The aim of this study was to examine regional foot loading in people with heel pain compared to asymptomatic control participants.
198 people with plantar heel pain and 70 asymptomatic control participants were recruited into the study.
Each participant in the heel pain group completed the Foot Health Status Questionnaire (FHSQ), an instrument which has demonstrated high content, criterion and construct validity, as well as test-retest reliability.
Plantar pressure was recorded from a single limb of each participant to satisfy the independence requirements for statistical analysis.
The symptomatic foot was chosen for participants with unilateral heel pain and the most painful side was chosen for those who presented with symptoms bilaterally.
As plantar heel pain is experienced primarily in the anteromedial section of the heel at the site of the medial calcaneal tuberosity, the possibility of altered loading within the heel region itself was considered.

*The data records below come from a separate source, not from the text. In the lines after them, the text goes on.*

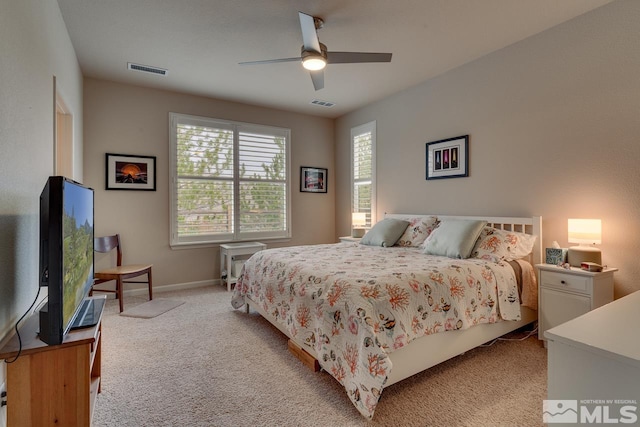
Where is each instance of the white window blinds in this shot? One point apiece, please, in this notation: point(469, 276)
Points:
point(229, 181)
point(363, 170)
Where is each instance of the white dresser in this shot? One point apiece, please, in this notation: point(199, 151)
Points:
point(596, 356)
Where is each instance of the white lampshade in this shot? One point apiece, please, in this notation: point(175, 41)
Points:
point(314, 63)
point(585, 231)
point(359, 219)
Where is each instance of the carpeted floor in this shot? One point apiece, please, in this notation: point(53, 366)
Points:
point(205, 364)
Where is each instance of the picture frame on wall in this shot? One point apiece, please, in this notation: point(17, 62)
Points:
point(448, 158)
point(129, 172)
point(313, 180)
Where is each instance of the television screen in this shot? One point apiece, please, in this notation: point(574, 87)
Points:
point(77, 240)
point(66, 254)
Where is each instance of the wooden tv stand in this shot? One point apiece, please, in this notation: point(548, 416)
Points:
point(53, 384)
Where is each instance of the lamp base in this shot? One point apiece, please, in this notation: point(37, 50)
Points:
point(579, 254)
point(358, 232)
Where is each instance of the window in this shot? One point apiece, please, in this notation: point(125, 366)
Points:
point(229, 181)
point(363, 170)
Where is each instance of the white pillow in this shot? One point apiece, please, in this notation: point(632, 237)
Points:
point(385, 233)
point(454, 238)
point(497, 245)
point(417, 231)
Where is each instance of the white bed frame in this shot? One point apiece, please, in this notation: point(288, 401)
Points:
point(430, 350)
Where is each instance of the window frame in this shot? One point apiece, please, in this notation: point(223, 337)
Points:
point(356, 131)
point(235, 235)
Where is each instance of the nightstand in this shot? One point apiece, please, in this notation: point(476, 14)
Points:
point(232, 252)
point(564, 294)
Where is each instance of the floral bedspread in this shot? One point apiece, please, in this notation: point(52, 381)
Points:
point(355, 304)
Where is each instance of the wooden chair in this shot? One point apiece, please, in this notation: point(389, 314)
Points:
point(120, 272)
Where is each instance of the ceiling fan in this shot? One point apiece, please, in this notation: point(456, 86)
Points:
point(314, 55)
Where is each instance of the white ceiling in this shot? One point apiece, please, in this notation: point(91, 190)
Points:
point(201, 43)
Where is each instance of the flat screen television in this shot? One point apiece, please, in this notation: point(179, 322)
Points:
point(66, 257)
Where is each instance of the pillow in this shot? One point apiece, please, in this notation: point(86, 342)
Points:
point(454, 238)
point(417, 231)
point(497, 245)
point(385, 233)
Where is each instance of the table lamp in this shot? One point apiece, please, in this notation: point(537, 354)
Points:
point(358, 222)
point(585, 232)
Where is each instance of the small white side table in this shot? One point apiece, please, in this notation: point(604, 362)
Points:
point(349, 239)
point(564, 294)
point(228, 253)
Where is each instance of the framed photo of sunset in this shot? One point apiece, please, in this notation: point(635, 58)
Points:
point(128, 172)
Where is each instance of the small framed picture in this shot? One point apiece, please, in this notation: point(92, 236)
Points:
point(127, 172)
point(448, 158)
point(313, 180)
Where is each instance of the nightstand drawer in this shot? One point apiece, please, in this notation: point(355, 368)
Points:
point(565, 281)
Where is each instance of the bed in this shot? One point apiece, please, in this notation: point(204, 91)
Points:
point(374, 314)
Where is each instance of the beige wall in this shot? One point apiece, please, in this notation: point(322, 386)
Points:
point(554, 125)
point(133, 120)
point(34, 46)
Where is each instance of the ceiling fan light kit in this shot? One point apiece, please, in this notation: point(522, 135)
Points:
point(314, 61)
point(314, 55)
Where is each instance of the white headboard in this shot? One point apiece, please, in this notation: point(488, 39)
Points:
point(529, 225)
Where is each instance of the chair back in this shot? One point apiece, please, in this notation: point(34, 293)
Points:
point(107, 244)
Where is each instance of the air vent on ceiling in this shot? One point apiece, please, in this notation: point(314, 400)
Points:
point(147, 69)
point(323, 103)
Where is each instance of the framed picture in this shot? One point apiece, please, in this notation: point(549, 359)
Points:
point(126, 172)
point(448, 158)
point(313, 180)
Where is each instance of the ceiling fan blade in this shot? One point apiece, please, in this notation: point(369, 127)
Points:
point(270, 61)
point(317, 77)
point(309, 35)
point(356, 57)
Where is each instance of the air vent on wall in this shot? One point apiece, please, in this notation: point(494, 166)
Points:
point(323, 103)
point(147, 69)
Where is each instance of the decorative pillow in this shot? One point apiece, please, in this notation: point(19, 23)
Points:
point(417, 231)
point(385, 233)
point(454, 238)
point(497, 245)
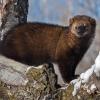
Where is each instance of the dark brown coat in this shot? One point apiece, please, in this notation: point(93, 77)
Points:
point(38, 43)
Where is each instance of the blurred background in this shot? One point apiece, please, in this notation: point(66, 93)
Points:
point(59, 12)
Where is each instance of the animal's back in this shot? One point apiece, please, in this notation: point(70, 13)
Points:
point(32, 43)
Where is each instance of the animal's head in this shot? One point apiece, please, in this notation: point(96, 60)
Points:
point(81, 25)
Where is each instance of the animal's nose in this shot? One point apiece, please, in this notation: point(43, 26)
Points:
point(81, 28)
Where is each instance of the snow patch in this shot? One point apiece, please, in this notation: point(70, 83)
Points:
point(84, 77)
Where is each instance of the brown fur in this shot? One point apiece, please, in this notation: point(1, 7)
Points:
point(38, 43)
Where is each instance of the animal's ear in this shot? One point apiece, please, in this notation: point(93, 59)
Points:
point(93, 21)
point(71, 20)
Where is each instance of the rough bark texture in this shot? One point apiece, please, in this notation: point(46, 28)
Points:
point(22, 82)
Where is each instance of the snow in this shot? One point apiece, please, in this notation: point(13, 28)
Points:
point(97, 66)
point(84, 77)
point(93, 88)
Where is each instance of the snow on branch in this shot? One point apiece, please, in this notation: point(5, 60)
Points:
point(85, 78)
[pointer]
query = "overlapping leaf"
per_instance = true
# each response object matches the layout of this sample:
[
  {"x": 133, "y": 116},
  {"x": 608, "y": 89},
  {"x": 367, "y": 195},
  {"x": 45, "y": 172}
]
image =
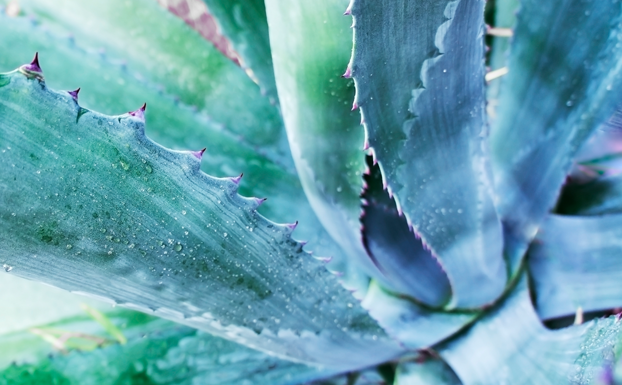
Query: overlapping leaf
[
  {"x": 112, "y": 214},
  {"x": 419, "y": 75}
]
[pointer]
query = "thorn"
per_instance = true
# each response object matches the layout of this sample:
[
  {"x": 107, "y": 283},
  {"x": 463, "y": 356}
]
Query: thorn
[
  {"x": 74, "y": 94},
  {"x": 198, "y": 154},
  {"x": 291, "y": 226},
  {"x": 236, "y": 179},
  {"x": 139, "y": 113},
  {"x": 348, "y": 73},
  {"x": 34, "y": 65},
  {"x": 32, "y": 70}
]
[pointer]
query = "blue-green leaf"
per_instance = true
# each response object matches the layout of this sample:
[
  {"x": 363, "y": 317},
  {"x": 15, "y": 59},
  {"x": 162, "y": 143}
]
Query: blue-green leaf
[
  {"x": 413, "y": 325},
  {"x": 577, "y": 262},
  {"x": 564, "y": 80},
  {"x": 509, "y": 345},
  {"x": 419, "y": 73},
  {"x": 110, "y": 213},
  {"x": 310, "y": 44}
]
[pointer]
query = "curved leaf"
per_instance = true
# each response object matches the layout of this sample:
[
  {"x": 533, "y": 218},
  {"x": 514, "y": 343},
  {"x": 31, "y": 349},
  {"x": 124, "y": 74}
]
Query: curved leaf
[
  {"x": 577, "y": 262},
  {"x": 324, "y": 136},
  {"x": 146, "y": 229},
  {"x": 564, "y": 80},
  {"x": 396, "y": 250},
  {"x": 158, "y": 352},
  {"x": 431, "y": 371},
  {"x": 425, "y": 120},
  {"x": 411, "y": 324},
  {"x": 510, "y": 345}
]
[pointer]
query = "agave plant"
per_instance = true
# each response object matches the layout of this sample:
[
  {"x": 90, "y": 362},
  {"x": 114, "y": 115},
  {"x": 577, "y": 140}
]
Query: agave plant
[{"x": 449, "y": 214}]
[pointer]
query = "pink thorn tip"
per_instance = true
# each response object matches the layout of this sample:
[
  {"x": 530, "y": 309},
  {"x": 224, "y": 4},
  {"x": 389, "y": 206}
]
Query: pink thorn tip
[
  {"x": 292, "y": 226},
  {"x": 74, "y": 94},
  {"x": 198, "y": 154},
  {"x": 139, "y": 113},
  {"x": 260, "y": 201},
  {"x": 236, "y": 179},
  {"x": 348, "y": 73}
]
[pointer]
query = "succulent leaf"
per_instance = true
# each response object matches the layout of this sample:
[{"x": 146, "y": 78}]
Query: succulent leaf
[
  {"x": 157, "y": 352},
  {"x": 577, "y": 262},
  {"x": 172, "y": 124},
  {"x": 146, "y": 229},
  {"x": 406, "y": 264},
  {"x": 510, "y": 345},
  {"x": 564, "y": 80},
  {"x": 246, "y": 25},
  {"x": 172, "y": 56},
  {"x": 325, "y": 137},
  {"x": 414, "y": 326},
  {"x": 425, "y": 120},
  {"x": 430, "y": 371}
]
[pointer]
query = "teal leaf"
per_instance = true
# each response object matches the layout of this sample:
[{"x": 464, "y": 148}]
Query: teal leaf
[
  {"x": 510, "y": 345},
  {"x": 157, "y": 352},
  {"x": 414, "y": 326},
  {"x": 171, "y": 123},
  {"x": 399, "y": 254},
  {"x": 172, "y": 56},
  {"x": 564, "y": 80},
  {"x": 430, "y": 371},
  {"x": 146, "y": 229},
  {"x": 324, "y": 135},
  {"x": 577, "y": 262},
  {"x": 245, "y": 24},
  {"x": 425, "y": 120}
]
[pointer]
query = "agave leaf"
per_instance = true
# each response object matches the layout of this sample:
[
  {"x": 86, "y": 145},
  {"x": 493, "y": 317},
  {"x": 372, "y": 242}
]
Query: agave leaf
[
  {"x": 564, "y": 80},
  {"x": 425, "y": 122},
  {"x": 246, "y": 25},
  {"x": 195, "y": 14},
  {"x": 510, "y": 345},
  {"x": 157, "y": 352},
  {"x": 401, "y": 256},
  {"x": 170, "y": 123},
  {"x": 173, "y": 56},
  {"x": 601, "y": 196},
  {"x": 145, "y": 228},
  {"x": 430, "y": 371},
  {"x": 413, "y": 325},
  {"x": 576, "y": 262},
  {"x": 325, "y": 137}
]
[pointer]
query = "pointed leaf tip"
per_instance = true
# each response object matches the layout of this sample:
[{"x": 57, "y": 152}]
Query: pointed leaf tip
[
  {"x": 74, "y": 93},
  {"x": 139, "y": 113},
  {"x": 348, "y": 73},
  {"x": 198, "y": 154}
]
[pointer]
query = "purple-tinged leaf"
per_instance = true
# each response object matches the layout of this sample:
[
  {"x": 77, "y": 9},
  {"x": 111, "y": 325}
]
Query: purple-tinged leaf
[
  {"x": 509, "y": 345},
  {"x": 408, "y": 266},
  {"x": 564, "y": 80},
  {"x": 577, "y": 262},
  {"x": 419, "y": 73}
]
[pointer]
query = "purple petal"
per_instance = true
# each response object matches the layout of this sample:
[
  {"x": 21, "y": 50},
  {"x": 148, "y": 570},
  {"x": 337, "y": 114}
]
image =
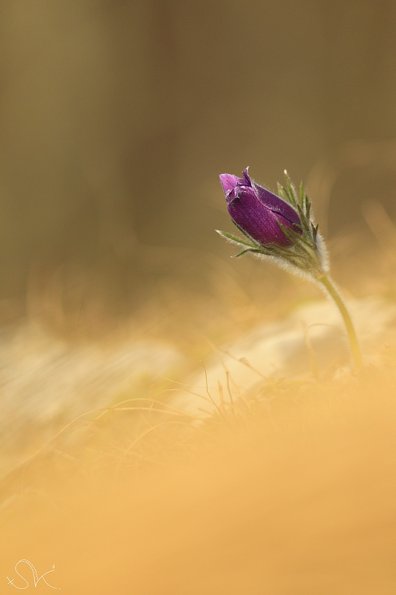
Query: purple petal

The heel pain and control groups were first compared on demographic and physical characteristics including age, gender, height and body mass using analyses of variance (ANOVA).
The main findings of this study are that people with heel pain demonstrate lower peak pressure beneath the postero-lateral heel, lower maximum force throughout the entire heel and lower force-time integral beneath the posterior heel during walking.
This is indicative of a strategy to reduce loading beneath the painful heel.
Reduction of loading beneath the heel appears likely to be a direct strategy, carried out to offload the locus of pain.
This view is reinforced by the greater reduction in maximum force and peak pressure beneath regions of the heel observed in the high-pain group.
People with heel pain appear to contact the ground earlier with their mid-foot and forefoot, most likely in an attempt to reduce load on the heel; this indicates that people with plantar heel pain adopt strategies aimed at offloading the painful heel during walking.